# Bike Sharing Data Cleanup Lab

### Introduction

In this lesson, we'll use our knowledge of working with data to analyze the Seoul bike sharing system.

The Seoul bike sharing system, has over 800 stations all across Seoul. And it is used by many to move about in the city. We'll explore this data to try to better understand how these bikes are used, which we can use as a case study for understanding bike systems more broadly.
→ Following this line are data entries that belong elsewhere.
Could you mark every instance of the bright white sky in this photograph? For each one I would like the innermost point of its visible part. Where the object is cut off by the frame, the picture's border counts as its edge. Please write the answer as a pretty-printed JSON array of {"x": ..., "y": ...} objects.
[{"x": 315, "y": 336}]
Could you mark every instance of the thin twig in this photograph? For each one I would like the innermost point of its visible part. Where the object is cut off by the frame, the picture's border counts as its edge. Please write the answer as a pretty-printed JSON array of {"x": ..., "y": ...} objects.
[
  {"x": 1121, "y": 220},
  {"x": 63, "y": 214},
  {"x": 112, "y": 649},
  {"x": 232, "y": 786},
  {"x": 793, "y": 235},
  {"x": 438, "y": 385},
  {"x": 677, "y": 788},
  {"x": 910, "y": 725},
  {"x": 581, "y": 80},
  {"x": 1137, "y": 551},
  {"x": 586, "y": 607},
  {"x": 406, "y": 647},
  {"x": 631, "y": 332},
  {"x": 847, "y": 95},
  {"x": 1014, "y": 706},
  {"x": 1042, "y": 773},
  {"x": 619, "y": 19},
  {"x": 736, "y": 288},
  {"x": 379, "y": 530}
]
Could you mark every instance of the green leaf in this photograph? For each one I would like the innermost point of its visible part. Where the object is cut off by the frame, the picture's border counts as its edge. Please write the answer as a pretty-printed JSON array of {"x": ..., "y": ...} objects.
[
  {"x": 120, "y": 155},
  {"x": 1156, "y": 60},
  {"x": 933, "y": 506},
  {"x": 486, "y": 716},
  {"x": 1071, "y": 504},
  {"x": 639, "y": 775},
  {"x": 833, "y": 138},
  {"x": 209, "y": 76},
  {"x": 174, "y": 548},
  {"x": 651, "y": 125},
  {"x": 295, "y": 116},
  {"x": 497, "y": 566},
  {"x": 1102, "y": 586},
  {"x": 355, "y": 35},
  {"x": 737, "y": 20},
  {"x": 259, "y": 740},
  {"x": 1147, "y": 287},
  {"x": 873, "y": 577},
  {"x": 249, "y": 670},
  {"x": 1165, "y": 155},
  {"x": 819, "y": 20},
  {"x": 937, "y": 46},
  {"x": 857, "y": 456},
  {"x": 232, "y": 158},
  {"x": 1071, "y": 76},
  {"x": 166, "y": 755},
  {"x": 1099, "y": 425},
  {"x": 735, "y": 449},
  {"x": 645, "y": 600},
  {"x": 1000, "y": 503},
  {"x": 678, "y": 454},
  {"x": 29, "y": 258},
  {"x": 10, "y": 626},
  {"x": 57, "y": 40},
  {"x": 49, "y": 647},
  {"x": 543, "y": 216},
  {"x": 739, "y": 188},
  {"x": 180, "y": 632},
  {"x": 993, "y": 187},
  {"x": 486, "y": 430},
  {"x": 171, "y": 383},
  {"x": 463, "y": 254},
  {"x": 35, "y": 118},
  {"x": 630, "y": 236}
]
> **Note**: Please do not use list comprehension at this point -- we will practice that in a later lesson.

### Loading our data

Let's read in the data

In [1]:
import pandas as pd
url = "https://raw.githubusercontent.com/python-fundamentals-jigsaw/review-datatypes/main/SeoulBikeData.csv"
df = pd.read_csv(url, encoding='unicode_escape')
df[:2]

Unnamed: 0,Date,Rented Bike Count,Hour,Temperature(°C),Humidity(%),Wind speed (m/s),Visibility (10m),Dew point temperature(°C),Solar Radiation (MJ/m2),Rainfall(mm),Snowfall (cm),Seasons,Holiday,Functioning Day
0,01/12/2017,254,0,-5.2,37,2.2,2000,-17.6,0.0,0.0,0.0,Winter,No Holiday,Yes
1,01/12/2017,204,1,-5.5,38,0.8,2000,-17.6,0.0,0.0,0.0,Winter,No Holiday,Yes


And then we can coerce this to a list of dictionaries.

In [6]:
bike_hours = df.to_dict('records')

### Exploring our data

Ok, let's start off by exploring our dataset.  Select the first element from the list of dictionaries below.

In [15]:
first_record = bike_hours[0]

print(first_record)

{'Date': '01/12/2017', 'Rented Bike Count': 254, 'Hour': 0, 'Temperature(°C)': -5.2, 'Humidity(%)': 37, 'Wind speed (m/s)': 2.2, 'Visibility (10m)': 2000, 'Dew point temperature(°C)': -17.6, 'Solar Radiation (MJ/m2)': 0.0, 'Rainfall(mm)': 0.0, 'Snowfall (cm)': 0.0, 'Seasons': 'Winter', 'Holiday': 'No Holiday', 'Functioning Day': 'Yes'}


And then to make this easier, let's just display the keys of our `first_record`.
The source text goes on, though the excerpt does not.